A jatropha rush took place, with more than 900,000 hectares (2.2 million acres) planted by 2008. But the bubble burst. Low yields led to plantation failures almost everywhere. The consequences of the jatropha crash was polluted by accusations of land grabbing, mismanagement, and overblown carbon decrease claims.
Today, some researchers continue pursuing the incredibly elusive guarantee of high-yielding jatropha. A return, they state, depends on cracking the yield issue and dealing with the harmful land-use problems linked with its initial failure.
The sole remaining large jatropha plantation is in Ghana. The plantation owner claims high-yield domesticated ranges have actually been attained and a new boom is at hand. But even if this resurgence fails, the world's experience of jatropha holds crucial lessons for any appealing up-and-coming biofuel.

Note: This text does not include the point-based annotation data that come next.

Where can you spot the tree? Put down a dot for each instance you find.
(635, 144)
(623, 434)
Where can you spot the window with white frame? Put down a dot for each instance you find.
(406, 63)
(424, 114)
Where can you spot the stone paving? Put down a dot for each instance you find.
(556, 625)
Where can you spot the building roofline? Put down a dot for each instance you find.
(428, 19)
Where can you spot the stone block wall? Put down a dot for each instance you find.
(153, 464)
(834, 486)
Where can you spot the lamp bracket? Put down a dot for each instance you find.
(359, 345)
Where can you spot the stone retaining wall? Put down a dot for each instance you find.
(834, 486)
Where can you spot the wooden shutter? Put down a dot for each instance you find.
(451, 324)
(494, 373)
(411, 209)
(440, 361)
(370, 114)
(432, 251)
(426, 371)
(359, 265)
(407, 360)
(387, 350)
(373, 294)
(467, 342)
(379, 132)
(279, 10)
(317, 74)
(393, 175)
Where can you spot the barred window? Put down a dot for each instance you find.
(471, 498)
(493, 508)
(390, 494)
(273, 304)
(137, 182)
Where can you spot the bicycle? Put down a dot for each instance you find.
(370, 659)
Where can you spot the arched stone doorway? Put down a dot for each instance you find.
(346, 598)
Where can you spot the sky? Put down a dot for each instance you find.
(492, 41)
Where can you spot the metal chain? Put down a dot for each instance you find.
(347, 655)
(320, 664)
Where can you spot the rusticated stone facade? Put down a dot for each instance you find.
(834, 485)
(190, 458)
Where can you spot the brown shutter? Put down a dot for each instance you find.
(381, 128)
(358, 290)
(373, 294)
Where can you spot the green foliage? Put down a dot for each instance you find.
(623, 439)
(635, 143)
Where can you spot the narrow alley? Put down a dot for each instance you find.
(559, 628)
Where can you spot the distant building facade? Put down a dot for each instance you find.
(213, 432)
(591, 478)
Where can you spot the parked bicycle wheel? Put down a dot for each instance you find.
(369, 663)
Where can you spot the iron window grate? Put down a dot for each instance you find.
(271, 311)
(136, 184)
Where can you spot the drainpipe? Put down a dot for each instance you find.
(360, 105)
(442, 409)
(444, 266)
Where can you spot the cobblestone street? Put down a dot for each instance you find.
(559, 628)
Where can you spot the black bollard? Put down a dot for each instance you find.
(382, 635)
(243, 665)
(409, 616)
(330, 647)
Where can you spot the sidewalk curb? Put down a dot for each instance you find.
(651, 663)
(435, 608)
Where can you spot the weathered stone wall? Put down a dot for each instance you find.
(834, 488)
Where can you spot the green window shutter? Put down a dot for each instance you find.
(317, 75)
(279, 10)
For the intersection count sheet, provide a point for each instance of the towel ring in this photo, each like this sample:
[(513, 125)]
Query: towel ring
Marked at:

At the beginning of the 21st century, Jatropha curcas, an unassuming shrub-like tree belonging to Central America, was planted across the world. The rush to jatropha was driven by its pledge as a sustainable source of biofuel that could be grown on degraded, unfertile lands so as not to displace food crops. But inflated claims of high yields failed.
Now, after years of research and advancement, the sole staying large plantation focused on growing jatropha remains in Ghana. And Singapore-based jOil, which owns that plantation, claims the jatropha resurgence is on.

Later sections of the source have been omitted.